Me and my co-intern were cribbing about how weird our boss was being that day. We were served our special ginger teas by Maushi at exactly 3.00 pm – the one thing that would make the workplace memorable.
Suddenly we got a notification on our phones saying the results were out. We logged in to our portals to view them and were more than elated to know we scored a perfect 10.00. That was the measure of success for us back then. We were planning how we would celebrate it.
By 4 pm, we had finished the tasks for the day when suddenly my boss, who is also a family friend called me in his cabin. I was worried about what could have gone wrong when he told me my cousin had passed away. A news I was not prepared for.
He asked me to get ready so that I could go with him to her place. I had lost sense of what I was supposed to do or even say. I called my grandmother who asked me to stay put until she called back. My parents who were visiting a relative of ours were heading back to the city.
I sat at my desk doing nothing. I was not able to cry. I was just numb. To lose a kin so young and a person who had been so jovial all her life was unacceptable to me.
She was suffering from cancer for around a year. She was being treated and was getting better. The night before she was happier than she had been since the unwanted foreign bodies had made home in her. She made her mom cook her favourite meal and headed off to bed with a big smile not knowing what awaited her in the early hours of dawn.
I reached home, got picked up by mt parents and headed to her house. My uncle’s sorrow knew no bounds. People were offering condolences but it was evident he was unable to handle the loss as would any other parent on the face of earth.
My cousin was not an ordinary person. She fought cancer bravely. She would joke about how this disease is changing her life – from her hair to her daily routine. She was a girl with no inhibitions and that was always something that amazed me and would later inspire me to follow my heart.
There were a lot of conversations we could have had, danced at each other’s weddings, held each other’s babies and everything else we would joke and dream about that we could do. There were apologies and gratitude to be expressed to each other that would remain unsaid.
What hurt the most was someone who wanted to apologise her for mistreating her was unable to do so. The regret would remain was to remain with them for the rest of their life. She had never held grudges against her friend and tried in many ways to make the best of the time she had left but to no avail.
I would keep thinking what she must have been thinking in her final moments. What is the use of people now regretting their behaviour? I did not realise the impact of this as severely until a year later my mother discovered I had developed a fatal health condition due stress. I was put on antibiotics for a month but with no assurance that the episode would not recur.
I remember just before the diagnosis, I was not able to touch any surface from bed to floor. My body was burning and had started swelling. I became twice my original size in a span of 8 hours. While I did not sleep I had passed out around 4 am in the morning and when I woke up, I was unable to comprehend much of what was going around. My eyes were again beginning to close as I struggled to lay myself down on the couch.
My brother was trying to wake me up while I was preparing myself for the worst.
I was moved to Sahyadri – a well known hospital and a renowned dermatologist was contacted. After 3 horrific hours, they diagnosed it to be a severe case of stress impacting my body. The word fatal and the inability to identify the root cause led to my mother’s panic. However, being the strong woman she is, she left the room to get the medicines and necessary supplies.
In those moments, that I laid on the couch at home and then while being diagnosed, I had flashbacks of my cousin, flashbacks of many mistakes I made in the twenty two years of my life and memories of few people I thought I would never see.
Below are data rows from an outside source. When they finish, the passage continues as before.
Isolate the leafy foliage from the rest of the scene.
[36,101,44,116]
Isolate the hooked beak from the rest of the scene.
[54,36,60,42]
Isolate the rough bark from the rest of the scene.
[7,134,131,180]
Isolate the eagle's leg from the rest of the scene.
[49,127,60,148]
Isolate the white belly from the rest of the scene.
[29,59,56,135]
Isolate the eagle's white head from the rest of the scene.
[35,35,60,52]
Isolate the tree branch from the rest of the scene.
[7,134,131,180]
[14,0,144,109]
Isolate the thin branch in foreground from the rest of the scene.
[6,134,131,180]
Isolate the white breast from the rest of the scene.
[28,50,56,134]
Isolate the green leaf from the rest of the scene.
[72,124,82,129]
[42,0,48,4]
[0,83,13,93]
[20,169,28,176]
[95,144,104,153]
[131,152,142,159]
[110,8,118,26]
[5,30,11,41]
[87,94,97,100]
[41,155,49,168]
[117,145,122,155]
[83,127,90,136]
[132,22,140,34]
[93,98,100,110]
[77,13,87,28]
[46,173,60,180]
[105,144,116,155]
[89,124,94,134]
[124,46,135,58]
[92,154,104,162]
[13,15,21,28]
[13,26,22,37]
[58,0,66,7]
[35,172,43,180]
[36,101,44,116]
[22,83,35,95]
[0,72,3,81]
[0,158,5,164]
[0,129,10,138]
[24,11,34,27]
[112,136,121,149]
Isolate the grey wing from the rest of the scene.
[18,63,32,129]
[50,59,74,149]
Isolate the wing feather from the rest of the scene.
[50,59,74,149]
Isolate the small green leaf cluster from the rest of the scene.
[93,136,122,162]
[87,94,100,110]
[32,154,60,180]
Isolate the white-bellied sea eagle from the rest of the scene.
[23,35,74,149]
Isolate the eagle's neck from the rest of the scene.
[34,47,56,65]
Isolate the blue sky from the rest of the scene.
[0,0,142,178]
In that moment, all i wanted was to meet each one of them and apologize and thank everyone.
What I learnt from my cousin’s death was only emphasized by my own experience. The two days stripped me off of my little ego that I had and resentments I held. In that moment I wanted to meet every person possible who had graced my life with their presence.
Relationships became a major part of my routine. Communication became much more important and leaving things unsaid was the first thing I wanted to erase from my life in every encounter with any person. I struggle with it sometimes but the goal is to overcome.
It is almost five years since that incident changed my life for better. She passed away not completing all milestones of her human life but her death resulted in a turning point in my life.
A lesson I shall carry into the coming years of life.